MiR-424-5p has been shown to reduce cell viability by modulating the PTEN/PI3K/AKT/mTOR pathway in breast-cancer cells [34], the MAPK pathway in ischemic stroke [35], and the Hippo-signaling pathway in thyroid cancer [36]. MiR-424-5p target genes have been identified in various cancer types, including PD-L1 [34], VEGFA [37], and ARK5 [38]. These target genes generally exert a protumor activity by promoting proliferation, migration, or angiogenesis in cancer cells. A few lncRNAs have been found to regulate miR-424-5p in various cancer cells, including LINC00922 in breast cancer [39], CDNK2B-AS1 in hepatocellular carcinoma [40], and XIST in neuroendocrine tumors [41]. In all the aforementioned cases, regulation of miR-424-5p by the corresponding lncRNA resulted in cell proliferation or cancer-progression alterations.

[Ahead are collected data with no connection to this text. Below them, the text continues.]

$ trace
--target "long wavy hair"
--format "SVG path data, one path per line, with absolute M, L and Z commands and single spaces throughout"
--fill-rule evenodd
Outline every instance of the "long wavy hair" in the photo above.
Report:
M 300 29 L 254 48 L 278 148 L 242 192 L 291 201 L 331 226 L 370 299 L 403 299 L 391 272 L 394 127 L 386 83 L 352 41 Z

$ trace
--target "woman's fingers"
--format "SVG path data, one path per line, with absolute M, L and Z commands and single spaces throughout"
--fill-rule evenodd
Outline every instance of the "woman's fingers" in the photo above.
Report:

Limited cases of ceRNA have been identified in ginsenosides. However, there are reports of an Rg3-regulated lncRNA H19 that sponges miR-324-5p to enhance PKM2 expression by directly binding the miR [42]. In another study, Rg1 inhibited high glucose-induced mesenchymal activation by downregulating lncRNA RP11-982M15.8 but upregulating miR-2133 to decrease Zeb1 [43]. The current study suggests a novel ceRNA relationship between the Rg3-regulated ATXN8OS and miR-424-5p, which is supported by the following findings: First, the expression of miR-424-5p increased after ATXN8OS was inhibited and vice versa. The lncRNA-induced miR regulation may increase through binding sites with special sequences or paring topology, which would trigger miR degradation upon binding [44]. Second, the two noncoding RNAs had opposite effects on the target-gene expression and the MCF-7 cell growth. Nonetheless, the mechanical interaction between the two RNAs should be elucidated to confirm the proposed ceRNA relationship.

Our study had a few noteworthy limitations. Particularly, all of our findings were based on the analysis of a single lncRNA. Therefore, data on lncRNAs other than ATXN8OS should be obtained to comprehensively explore how Rg3-regulated lncRNAs affect cancer-cell survival or proliferation. Additionally, further studies on other lncRNAs identified herein such as RFX3-AS1, DOCK4-AS1, and STXBP5-AS1 could provide useful insights.

5. Conclusions

ATXN8OS was identified as a lncRNA that can be downregulated via promoter hypermethylation by Rg3 in MCF-7 cancer cells. Moreover, ATXN8OS was found to induce the proliferation of cancer cells and this was suppressed by Rg3. At the molecular level, ATXN8OS sponged a tumor-suppressive miR-424-5p, thereby activating key oncogenes such as EYA1, DACH1, and CHRM3, which could be suppressed by Rg3 treatment. Therefore, our findings suggest that Rg3 suppresses MCF-7 cancer-cell proliferation but increases apoptosis by modulating the ATXN8OS/miR-424-5p/target-gene axis.